Des agents fédéraux de l’immigration suspendus après la mort d’un manifestant à Minneapolis

Les agents fédéraux de l’immigration impliqués dans la mort par balle d’un manifestant à Minneapolis ont été suspendus de leurs fonctions, ont rapporté mercredi des médias américains, alors que les critiques contre le président Donald Trump s’intensifient pour avoir défendu les agents de l’Immigration and Customs Enforcement (ICE).

Selon des sources, au moins deux agents qui ont ouvert le feu samedi dernier sur Alex Pretti, un infirmier de 37 ans, ont été placés en congé administratif dans le cadre de la procédure standard après l’incident.

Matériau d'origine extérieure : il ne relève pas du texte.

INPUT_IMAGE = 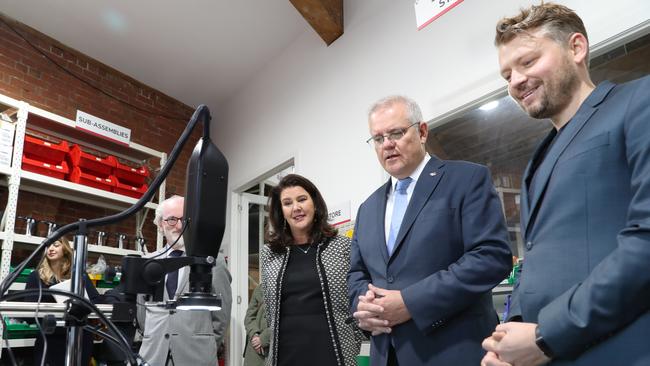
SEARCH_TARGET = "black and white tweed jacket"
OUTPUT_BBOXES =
[260,236,362,366]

Pretti avait été abattu après avoir été immobilisé au sol par plusieurs agents de l’ICE, rapportent les médias.

La mort de Pretti survient quelques semaines après un autre décès similaire, celui de Renée Good, également tuée par un agent de l’immigration le 7 janvier à Minneapolis, ce qui a alimenté une vague de manifestations et de critiques nationales contre les tactiques des autorités fédérales.

Un porte-parole de l’ICE a indiqué qu’il s’agissait d’un « protocole standard », tout en précisant que les agents avaient été suspendus dans l’attente d’une enquête approfondie.